Zacarias ouvia tudo. Entendia português — vivera tempo suficiente entre humanos para isso. Já quanto às outras línguas que lhe passavam pelos bigodes nos corredores, dessas nem queria saber. Se tivesse escutado a história da Torre de Babel, talvez compreendesse o caos linguístico. Mas isso era para humanos. O seu foco estava noutro tipo de ruído: o burburinho que nascia entre procuradores e funcionários intrigados com a escassez de dossiês danificados. Começavam a suspeitar da qualidade dos ratos. Mal sabiam que o verdadeiro agente infiltrado tinha quatro patas e sete vidas.
Com cada página que desaparecia ou não era roída como devia, percebia Zacarias: ali estava a arte humana de fabricar novas verdades, novos factos, novas interpretações processuais — tudo em nome do “interesse superior”. E, percebendo isso, percebeu também que se tornara incómodo.
Começaram os boatos. “Matem o Gato.” Primeiro em sussurros, depois em ordens mais sérias. Envenenaram ratos, tentaram usá-los como isco. O plano era simples: que o gato morresse por acidente. Mas Zacarias, mestre de becos, herói de mil luas, escorregadio como só os gatos de rua conseguem ser, sobreviveu.
Matem o Gato? — pensou ele. Acham que é assim tão fácil matar um vadio calejado, feito de sombras e silêncios? Número sete — número mágico, de resistência, de construção. O Gato Zacarias não se rendia.
Começou o contra-ataque.
Numa noite sem lua, apareceu-me. Ali estava, à minha frente. Contou-me tudo, com aquele brilho sábio nos olhos e o rabo enrolado aos pés como quem diz “agora és tu que tens de decidir”. Disse-me do veneno, das emboscadas, dos corredores encharcados em paranoia. Falou-me dos dossiês semi-roídos, dos segredos mastigados com precisão cirúrgica. E eu ouvi. Em silêncio. Que fazer?

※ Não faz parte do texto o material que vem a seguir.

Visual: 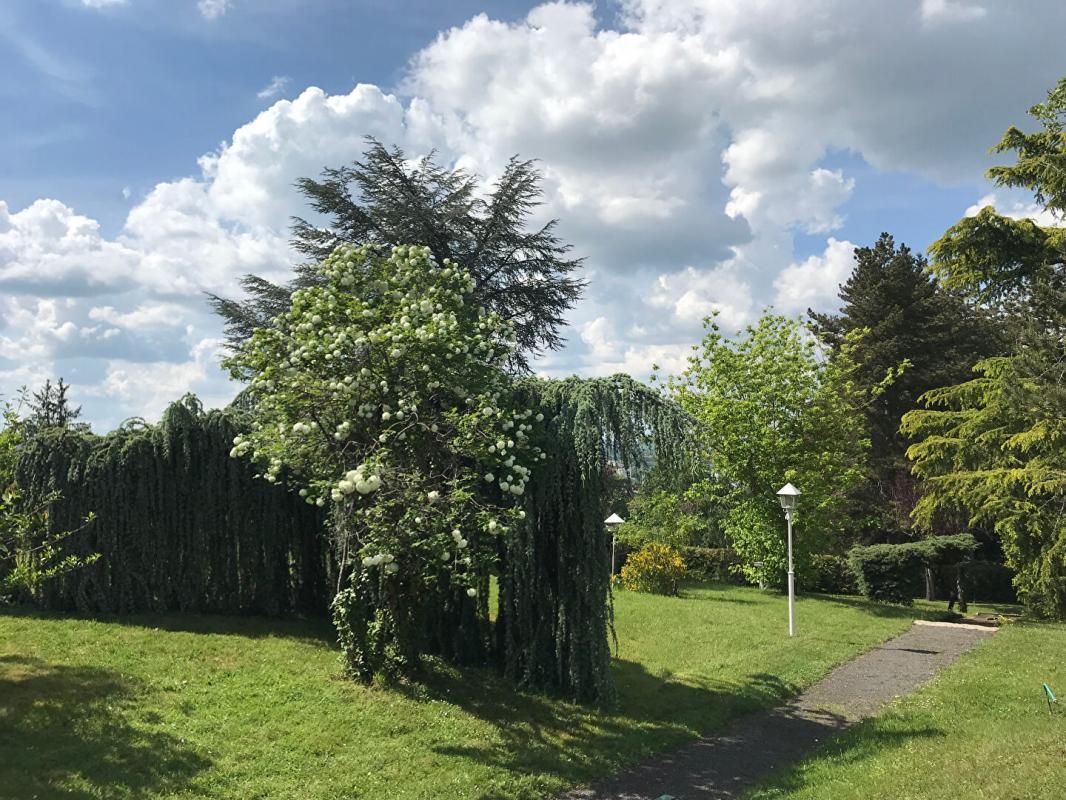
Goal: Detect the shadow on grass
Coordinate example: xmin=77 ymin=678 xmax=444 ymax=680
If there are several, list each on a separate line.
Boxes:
xmin=402 ymin=660 xmax=796 ymax=800
xmin=807 ymin=594 xmax=957 ymax=620
xmin=0 ymin=606 xmax=337 ymax=645
xmin=0 ymin=655 xmax=210 ymax=800
xmin=745 ymin=719 xmax=948 ymax=800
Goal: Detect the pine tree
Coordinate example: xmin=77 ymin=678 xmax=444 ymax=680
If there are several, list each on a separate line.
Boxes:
xmin=22 ymin=378 xmax=88 ymax=434
xmin=209 ymin=138 xmax=584 ymax=368
xmin=903 ymin=79 xmax=1066 ymax=618
xmin=808 ymin=234 xmax=997 ymax=531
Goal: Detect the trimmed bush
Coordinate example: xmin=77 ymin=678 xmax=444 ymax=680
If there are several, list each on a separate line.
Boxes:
xmin=620 ymin=542 xmax=687 ymax=594
xmin=802 ymin=555 xmax=859 ymax=594
xmin=849 ymin=533 xmax=976 ymax=604
xmin=677 ymin=547 xmax=747 ymax=586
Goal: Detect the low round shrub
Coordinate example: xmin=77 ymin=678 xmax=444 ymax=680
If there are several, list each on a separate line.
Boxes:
xmin=620 ymin=543 xmax=687 ymax=594
xmin=677 ymin=546 xmax=747 ymax=585
xmin=803 ymin=554 xmax=859 ymax=594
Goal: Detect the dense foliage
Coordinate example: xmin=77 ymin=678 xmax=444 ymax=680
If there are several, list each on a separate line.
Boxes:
xmin=808 ymin=234 xmax=1001 ymax=540
xmin=669 ymin=315 xmax=868 ymax=585
xmin=212 ymin=139 xmax=584 ymax=367
xmin=675 ymin=545 xmax=745 ymax=583
xmin=617 ymin=480 xmax=726 ymax=548
xmin=227 ymin=245 xmax=544 ymax=681
xmin=497 ymin=374 xmax=693 ymax=700
xmin=849 ymin=533 xmax=976 ymax=604
xmin=0 ymin=401 xmax=98 ymax=599
xmin=16 ymin=397 xmax=328 ymax=614
xmin=903 ymin=78 xmax=1066 ymax=618
xmin=618 ymin=542 xmax=688 ymax=595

Sabia que o que Zacarias me contava podia abalar muito mais do que a PGR. O escândalo tinha pernas para atravessar oceanos, envolver processos internacionais e pôr em causa o tal "sistema". E como todos os grandes escândalos, nasceu numa cave húmida. E numa janela entreaberta.
A partir daquele momento, o Gato Zacarias não estava sozinho. Ia comigo — ou eu com ele. Ele roçou-se na minha perna esquerda (a preferida) e disse sem dizer: “Vamos.”
Foi então que comecei a escrever. A juntar peças. A cruzar relatos. A confrontar versões. A fazer o que a PGR, aparentemente, não queria: investigar.
Os da PGR perceberam que havia gato. E, mais grave ainda, que o gato escrevia. A frase “Matem o Gato Zacarias” passou de murmúrio a grito histérico pelos corredores. Os ratos — coitados — nem sabiam para onde fugir. A paz fétida da cave foi substituída por cheiro a pólvora.
Mas nada adiantava. Zacarias já tinha falado. Já tinha deixado rasto. Já tinha entregue — com ar distraído e patas sujas — um dossier roído sobre o célebre “Banco da Borboleta”, um dossier que explicava porque razão certos presos se mantinham encarcerados sem prova à vista e porque razão outros escapavam como peixes em água turva.
Zacarias, com o seu andar ladino e ar de quem não parte pratos, desmascarava uma estrutura que usava ratos como ferramenta de edição seletiva. Um bocadinho de queijo aqui, uma página a menos ali — e lá se ia a razão para uma acusação ou absolvição.
Agora, Zacarias já não se escondia. Já não roía por acaso. Roía com estratégia. Roía para expor. E ao ver-me decidido, roçou-se de novo. “Vamos.”
Mas não era só eu. Era o público. Eram as redes. Eram os olhos que começavam a ver. Era a narrativa, alimentada por um gato e difundida por mim, que começava a escapar ao controlo da cave. E os gritos — esses — já não eram só dentro do edifício. Eram fora. Eram virais.
Porque um gato pode ser só um gato.
Mas quando começa a falar, e os humanos a escutar, até o mais podre dos arquivos ganha vida.